The main bulk of the story was surrounding a relationship between 2 teen girls that didn’t lead anywhere and skirted over the main idea that there were so many inspiration points. Like some small comments about a laboratory and a mysterious man. One mention of electricity being used to reanimate corpses. It wasn’t really enough to link the Mary in Dundee to Mary Shelley the author of Frankenstein.

I understand that much of this story was pieced together from Mary’s own diaries but after all is said and done, it is a novel and some artistic licence could have been used to make Mr Booth more Victor Frankenstein like. Essentially, the main bulk of the story was an exploration of teen lesbian relationship. It wasn’t really the creation of Frankenstein. This part of the story could have been a fair novel. It could have just been a 19th century story. There was little need for us to know that Mary was anyone in particular. I think the authors had a responsibility to link plot points to Mary Shelley more.

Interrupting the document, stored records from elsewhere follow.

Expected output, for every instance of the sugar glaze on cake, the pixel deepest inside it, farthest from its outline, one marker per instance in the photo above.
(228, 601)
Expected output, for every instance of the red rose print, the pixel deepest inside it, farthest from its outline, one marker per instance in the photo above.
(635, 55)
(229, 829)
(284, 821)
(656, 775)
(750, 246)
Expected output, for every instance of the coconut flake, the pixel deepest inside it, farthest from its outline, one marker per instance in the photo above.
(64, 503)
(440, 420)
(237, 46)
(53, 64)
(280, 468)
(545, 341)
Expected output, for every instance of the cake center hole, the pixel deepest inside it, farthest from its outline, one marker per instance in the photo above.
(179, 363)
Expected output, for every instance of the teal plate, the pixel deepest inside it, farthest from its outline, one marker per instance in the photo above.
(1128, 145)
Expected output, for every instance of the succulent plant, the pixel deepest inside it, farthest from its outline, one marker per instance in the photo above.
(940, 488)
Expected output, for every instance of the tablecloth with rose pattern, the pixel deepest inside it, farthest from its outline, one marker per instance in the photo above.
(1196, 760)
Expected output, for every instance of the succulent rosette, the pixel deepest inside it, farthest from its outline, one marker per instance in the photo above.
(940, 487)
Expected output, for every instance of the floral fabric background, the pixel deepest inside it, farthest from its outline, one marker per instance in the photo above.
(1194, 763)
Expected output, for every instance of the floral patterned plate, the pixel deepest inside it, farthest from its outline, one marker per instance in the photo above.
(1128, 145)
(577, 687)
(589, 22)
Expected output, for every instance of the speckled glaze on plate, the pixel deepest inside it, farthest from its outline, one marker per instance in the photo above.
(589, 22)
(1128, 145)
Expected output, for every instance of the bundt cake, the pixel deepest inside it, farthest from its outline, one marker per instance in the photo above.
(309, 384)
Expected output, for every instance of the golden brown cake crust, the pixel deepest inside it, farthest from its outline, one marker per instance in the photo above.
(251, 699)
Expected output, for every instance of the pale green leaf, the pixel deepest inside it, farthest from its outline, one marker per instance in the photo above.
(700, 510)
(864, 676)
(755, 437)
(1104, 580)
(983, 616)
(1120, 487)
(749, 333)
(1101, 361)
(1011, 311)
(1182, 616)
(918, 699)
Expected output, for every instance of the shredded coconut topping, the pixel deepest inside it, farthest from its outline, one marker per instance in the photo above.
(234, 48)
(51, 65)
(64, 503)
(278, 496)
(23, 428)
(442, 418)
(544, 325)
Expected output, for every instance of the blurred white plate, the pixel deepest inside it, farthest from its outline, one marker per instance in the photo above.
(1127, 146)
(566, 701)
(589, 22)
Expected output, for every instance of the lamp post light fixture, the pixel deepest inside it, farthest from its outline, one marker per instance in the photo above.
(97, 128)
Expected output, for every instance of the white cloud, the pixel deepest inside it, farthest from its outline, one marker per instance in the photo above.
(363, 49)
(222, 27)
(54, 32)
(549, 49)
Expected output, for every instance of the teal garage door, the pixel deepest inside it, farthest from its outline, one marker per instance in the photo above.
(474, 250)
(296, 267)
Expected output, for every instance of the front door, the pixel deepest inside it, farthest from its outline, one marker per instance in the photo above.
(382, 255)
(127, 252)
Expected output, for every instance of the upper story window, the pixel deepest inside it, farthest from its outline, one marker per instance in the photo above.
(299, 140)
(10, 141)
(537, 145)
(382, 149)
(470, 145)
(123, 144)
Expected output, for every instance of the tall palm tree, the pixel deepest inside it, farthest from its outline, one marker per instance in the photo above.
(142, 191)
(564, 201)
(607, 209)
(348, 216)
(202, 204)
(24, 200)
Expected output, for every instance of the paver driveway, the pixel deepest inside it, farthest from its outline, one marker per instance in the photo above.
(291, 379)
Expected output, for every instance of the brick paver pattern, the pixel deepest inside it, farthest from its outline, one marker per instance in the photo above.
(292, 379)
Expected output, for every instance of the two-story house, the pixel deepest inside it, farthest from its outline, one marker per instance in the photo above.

The framing of a group trip to Europe would have been a much more interesting story if their goal was to delve into Mary Shelley. The whole focus on the dynamics of this liberal, polyamorous relationship between Mary, Percy, Albi and Claire would have been fascinating. Especially if instead of the flip flopping between the 2 stories, they flitted between the 4 characters and their feelings and thoughts about the situation. Mary and Claire especially had moments of angst that were barely touched on. It seems like a missed opportunity. Instead of writing a novel where we grow to feel for the characters and their inner turmoil, the authors have decided to slide into a strange story that in the end lead to nothing really.

There was a better story that was sidelined for what the author thought was either titillating or trendy but missed the mark.